频繁对象挖掘在研究界引起了相当大的兴趣，根据对象的类型可以分为频繁项挖掘和频繁集挖掘。虽然现有的基于草图的算法在同时处理这两个任务方面取得了重大进展，但它们也具有明显的局限性。它们要么只支持低吞吐量的软件平台，要么为了更快的处理速度和更好的硬件兼容性而牺牲精度。在本文中，我们通过设计SandwichSketch在支持频繁对象挖掘方面迈出了坚实的一步，该设计从三明治制作中获得灵感，并提出了两种技术，包括双保真度增强和分层热锁定，以保证两种任务的高保真度。我们在三个平台（CPU、Redis和FPGA）上实现了SandwichSketch，并表明它在三个真实数据集上分别为两个任务提高了38.4倍和5倍的准确性。此外，它还支持分布式测量场景，当节点数从1增加到16时，平均相对误差（Average Relative Error， ARE）下降小于0.01%。

本文章由计算机程序翻译，如有差异，请以英文原文为准。

求助全文

约1分钟内获得全文求助全文

来源期刊

IEEE Transactions on Knowledge and Data Engineering 工程技术-工程：电子与电气

CiteScore

11.70

自引率

3.40%

发文量

515

审稿时长

6 months

期刊介绍： The IEEE Transactions on Knowledge and Data Engineering encompasses knowledge and data engineering aspects within computer science, artificial intelligence, electrical engineering, computer engineering, and related fields.

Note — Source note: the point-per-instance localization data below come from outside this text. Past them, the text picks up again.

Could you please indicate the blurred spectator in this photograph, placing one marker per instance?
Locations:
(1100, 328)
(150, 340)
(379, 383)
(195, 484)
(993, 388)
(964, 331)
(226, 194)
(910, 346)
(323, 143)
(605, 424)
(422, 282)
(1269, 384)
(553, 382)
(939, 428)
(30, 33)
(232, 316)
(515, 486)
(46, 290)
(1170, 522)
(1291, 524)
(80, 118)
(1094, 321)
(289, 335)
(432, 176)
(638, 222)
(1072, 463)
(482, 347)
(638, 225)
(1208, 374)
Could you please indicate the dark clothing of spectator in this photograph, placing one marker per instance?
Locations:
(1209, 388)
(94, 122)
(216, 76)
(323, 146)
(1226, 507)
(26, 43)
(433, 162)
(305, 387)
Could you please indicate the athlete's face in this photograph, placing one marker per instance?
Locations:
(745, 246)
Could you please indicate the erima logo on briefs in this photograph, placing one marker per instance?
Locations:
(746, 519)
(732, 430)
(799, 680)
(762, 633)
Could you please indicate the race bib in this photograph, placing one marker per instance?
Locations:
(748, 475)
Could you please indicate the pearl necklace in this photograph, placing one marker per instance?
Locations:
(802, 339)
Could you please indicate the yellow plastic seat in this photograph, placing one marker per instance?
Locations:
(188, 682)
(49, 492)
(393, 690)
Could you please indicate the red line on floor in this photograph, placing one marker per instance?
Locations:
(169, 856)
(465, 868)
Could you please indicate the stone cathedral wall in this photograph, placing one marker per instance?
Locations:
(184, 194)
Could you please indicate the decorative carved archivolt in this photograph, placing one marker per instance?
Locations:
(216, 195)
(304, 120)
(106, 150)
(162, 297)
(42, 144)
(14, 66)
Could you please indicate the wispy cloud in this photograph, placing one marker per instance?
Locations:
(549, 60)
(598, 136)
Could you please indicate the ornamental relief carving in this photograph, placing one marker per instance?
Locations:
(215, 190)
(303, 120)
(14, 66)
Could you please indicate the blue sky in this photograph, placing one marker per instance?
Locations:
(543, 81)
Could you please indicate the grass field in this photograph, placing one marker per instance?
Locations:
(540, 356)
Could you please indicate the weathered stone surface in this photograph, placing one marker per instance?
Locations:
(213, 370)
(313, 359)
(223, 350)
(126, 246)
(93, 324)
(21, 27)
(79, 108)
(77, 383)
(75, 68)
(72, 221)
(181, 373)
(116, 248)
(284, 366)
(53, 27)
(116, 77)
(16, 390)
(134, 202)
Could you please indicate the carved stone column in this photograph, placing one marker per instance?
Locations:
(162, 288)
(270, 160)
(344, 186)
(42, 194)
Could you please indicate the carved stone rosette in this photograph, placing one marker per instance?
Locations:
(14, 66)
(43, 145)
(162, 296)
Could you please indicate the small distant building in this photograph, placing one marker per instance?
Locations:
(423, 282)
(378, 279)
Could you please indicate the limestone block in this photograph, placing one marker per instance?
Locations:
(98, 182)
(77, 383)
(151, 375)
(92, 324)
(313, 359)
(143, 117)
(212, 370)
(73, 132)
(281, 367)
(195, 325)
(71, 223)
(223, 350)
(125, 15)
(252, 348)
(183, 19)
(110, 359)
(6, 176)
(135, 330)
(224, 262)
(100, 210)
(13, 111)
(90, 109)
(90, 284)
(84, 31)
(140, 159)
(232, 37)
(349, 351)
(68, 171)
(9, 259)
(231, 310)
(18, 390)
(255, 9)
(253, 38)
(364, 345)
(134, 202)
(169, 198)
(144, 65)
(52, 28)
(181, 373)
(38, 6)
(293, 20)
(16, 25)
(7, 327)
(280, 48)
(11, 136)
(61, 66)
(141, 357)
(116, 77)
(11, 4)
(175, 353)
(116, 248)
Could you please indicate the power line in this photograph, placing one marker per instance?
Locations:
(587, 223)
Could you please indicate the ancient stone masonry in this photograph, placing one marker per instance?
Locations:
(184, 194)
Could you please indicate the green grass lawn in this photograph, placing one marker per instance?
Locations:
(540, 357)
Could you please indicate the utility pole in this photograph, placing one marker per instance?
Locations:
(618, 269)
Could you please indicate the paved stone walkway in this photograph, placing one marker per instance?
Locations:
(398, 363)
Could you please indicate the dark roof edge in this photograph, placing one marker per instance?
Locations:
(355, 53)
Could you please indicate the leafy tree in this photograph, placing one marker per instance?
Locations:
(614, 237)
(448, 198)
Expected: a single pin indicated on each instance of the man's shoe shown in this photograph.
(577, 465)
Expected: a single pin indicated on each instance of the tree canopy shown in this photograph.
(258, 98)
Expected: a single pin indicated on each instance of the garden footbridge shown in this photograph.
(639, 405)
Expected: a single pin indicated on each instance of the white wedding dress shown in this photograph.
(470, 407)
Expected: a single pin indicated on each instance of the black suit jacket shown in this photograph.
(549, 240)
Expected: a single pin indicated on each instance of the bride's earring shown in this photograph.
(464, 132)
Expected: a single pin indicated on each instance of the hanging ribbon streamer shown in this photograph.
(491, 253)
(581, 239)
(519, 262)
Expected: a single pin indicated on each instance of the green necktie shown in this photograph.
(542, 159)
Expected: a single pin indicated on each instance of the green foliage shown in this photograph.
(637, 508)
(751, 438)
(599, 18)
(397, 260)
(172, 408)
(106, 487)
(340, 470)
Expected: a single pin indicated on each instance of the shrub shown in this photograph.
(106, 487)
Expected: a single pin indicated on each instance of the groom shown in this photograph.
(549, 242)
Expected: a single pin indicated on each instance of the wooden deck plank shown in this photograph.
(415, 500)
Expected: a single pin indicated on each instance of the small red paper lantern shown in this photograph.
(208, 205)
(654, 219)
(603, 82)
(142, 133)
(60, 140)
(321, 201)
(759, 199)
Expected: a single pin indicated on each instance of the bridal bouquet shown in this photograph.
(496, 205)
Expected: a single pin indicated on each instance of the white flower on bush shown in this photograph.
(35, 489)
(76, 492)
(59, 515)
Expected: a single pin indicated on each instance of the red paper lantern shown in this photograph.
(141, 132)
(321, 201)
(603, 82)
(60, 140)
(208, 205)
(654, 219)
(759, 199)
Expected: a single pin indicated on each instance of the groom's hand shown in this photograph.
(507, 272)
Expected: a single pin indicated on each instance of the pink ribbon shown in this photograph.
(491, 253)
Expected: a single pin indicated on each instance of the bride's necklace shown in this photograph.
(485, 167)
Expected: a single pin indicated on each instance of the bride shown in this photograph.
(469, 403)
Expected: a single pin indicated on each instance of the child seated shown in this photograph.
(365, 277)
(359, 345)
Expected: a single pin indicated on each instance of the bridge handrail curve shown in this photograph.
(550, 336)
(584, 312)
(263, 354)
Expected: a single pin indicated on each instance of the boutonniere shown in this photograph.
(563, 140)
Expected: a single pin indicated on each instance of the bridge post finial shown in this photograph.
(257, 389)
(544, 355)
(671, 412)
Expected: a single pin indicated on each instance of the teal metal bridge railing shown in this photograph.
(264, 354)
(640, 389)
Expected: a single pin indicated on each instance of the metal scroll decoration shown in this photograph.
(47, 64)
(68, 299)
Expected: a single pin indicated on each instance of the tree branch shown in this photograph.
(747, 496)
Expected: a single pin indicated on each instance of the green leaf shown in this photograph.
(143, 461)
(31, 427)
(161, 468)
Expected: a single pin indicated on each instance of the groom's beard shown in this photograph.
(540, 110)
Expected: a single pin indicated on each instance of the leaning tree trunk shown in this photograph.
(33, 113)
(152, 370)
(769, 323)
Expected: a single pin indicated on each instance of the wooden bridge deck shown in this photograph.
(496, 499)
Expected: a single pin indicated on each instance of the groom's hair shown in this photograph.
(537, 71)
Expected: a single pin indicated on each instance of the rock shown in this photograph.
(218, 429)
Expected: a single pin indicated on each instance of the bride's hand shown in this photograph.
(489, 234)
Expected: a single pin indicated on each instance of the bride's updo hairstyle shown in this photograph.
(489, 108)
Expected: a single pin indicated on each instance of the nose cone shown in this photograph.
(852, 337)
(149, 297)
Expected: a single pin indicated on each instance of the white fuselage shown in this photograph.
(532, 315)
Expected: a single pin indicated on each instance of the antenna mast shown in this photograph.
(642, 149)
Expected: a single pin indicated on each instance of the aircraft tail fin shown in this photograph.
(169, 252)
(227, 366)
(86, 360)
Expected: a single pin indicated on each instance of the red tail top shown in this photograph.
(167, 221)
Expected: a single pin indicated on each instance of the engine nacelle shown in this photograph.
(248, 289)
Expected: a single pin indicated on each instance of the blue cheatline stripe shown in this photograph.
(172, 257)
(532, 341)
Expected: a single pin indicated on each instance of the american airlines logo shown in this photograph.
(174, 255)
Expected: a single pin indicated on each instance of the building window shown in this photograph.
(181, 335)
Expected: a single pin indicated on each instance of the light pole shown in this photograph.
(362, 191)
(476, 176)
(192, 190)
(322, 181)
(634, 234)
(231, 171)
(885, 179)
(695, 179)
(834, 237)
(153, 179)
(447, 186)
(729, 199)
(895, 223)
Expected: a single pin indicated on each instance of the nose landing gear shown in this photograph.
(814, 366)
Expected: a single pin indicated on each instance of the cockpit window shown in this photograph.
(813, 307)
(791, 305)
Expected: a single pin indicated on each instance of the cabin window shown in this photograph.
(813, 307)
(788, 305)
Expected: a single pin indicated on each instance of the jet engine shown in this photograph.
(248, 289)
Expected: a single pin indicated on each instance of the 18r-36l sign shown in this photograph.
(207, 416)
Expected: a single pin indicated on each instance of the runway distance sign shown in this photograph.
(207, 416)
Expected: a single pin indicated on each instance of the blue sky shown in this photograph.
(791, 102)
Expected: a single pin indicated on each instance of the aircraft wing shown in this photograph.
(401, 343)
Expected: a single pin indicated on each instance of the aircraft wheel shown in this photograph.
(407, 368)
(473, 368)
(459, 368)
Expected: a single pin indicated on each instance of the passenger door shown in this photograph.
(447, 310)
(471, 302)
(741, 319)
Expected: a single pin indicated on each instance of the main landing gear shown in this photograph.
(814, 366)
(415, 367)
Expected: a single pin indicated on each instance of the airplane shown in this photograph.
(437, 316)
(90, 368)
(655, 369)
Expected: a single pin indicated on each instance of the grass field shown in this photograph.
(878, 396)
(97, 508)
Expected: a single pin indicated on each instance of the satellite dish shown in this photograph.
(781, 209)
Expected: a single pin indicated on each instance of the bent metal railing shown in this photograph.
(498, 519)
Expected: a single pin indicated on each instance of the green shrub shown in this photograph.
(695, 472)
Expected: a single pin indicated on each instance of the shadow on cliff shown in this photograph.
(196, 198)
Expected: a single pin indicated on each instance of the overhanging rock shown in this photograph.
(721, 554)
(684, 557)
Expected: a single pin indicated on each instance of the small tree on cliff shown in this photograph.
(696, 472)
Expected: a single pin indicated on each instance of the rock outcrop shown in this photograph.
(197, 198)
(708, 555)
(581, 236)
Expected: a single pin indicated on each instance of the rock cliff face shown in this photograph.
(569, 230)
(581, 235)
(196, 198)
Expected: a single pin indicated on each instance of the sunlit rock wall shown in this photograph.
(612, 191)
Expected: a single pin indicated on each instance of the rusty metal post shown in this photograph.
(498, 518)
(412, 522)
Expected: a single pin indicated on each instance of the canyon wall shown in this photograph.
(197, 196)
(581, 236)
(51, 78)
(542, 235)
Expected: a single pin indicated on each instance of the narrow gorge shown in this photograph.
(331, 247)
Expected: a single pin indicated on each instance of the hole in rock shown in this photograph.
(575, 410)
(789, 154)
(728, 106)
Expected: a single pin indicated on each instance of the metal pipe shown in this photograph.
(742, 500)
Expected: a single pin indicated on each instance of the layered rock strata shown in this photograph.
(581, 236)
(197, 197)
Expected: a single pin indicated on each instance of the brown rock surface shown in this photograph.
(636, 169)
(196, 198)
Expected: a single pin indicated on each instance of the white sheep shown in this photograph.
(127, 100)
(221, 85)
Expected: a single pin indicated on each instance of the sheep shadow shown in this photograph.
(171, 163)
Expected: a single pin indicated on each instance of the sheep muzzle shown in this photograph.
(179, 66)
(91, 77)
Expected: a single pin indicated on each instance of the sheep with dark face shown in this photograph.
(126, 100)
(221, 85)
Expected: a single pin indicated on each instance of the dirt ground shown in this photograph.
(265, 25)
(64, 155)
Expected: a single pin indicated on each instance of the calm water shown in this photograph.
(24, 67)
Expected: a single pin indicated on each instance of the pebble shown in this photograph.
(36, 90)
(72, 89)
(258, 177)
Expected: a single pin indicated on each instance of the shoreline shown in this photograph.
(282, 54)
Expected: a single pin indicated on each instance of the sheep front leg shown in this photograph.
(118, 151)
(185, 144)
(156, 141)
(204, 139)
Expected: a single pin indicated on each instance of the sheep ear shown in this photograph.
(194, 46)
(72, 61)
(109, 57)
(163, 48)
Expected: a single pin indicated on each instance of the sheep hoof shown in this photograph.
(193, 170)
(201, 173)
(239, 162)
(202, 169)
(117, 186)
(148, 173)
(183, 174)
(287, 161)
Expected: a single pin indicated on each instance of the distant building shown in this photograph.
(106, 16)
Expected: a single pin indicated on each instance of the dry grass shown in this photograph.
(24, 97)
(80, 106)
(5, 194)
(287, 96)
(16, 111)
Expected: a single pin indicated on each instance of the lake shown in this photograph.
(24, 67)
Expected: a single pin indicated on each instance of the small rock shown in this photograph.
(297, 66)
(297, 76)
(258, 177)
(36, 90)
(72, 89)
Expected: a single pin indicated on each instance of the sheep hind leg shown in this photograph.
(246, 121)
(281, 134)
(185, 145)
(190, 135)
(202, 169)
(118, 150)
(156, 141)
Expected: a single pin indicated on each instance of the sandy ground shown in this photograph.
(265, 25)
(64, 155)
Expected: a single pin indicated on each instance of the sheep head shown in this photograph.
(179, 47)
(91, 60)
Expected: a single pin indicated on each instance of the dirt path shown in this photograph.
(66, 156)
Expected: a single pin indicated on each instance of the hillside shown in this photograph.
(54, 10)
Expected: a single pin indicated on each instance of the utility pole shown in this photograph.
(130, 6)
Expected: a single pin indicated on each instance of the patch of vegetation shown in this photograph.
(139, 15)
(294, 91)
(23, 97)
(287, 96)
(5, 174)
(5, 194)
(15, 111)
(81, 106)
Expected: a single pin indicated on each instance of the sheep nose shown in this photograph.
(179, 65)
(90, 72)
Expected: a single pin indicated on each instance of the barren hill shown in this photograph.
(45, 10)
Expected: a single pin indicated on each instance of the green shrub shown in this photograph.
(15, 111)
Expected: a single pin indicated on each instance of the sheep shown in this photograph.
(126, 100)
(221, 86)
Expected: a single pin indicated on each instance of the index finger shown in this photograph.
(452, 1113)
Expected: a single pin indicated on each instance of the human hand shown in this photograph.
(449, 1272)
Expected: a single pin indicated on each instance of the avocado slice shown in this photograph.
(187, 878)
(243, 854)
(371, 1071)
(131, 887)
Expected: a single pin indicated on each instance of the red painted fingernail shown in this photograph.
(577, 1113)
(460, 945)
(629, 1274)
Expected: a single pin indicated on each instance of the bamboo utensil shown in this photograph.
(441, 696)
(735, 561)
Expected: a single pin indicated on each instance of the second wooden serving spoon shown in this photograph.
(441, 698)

It provides an interdisciplinary platform for disseminating new developments in knowledge and data engineering and explores the practicality of these concepts in both hardware and software. Specific areas covered include knowledge-based and expert systems, AI techniques for knowledge and data management, tools, and methodologies, distributed processing, real-time systems, architectures, data management practices, database design, query languages, security, fault tolerance, statistical databases, algorithms, performance evaluation, and applications.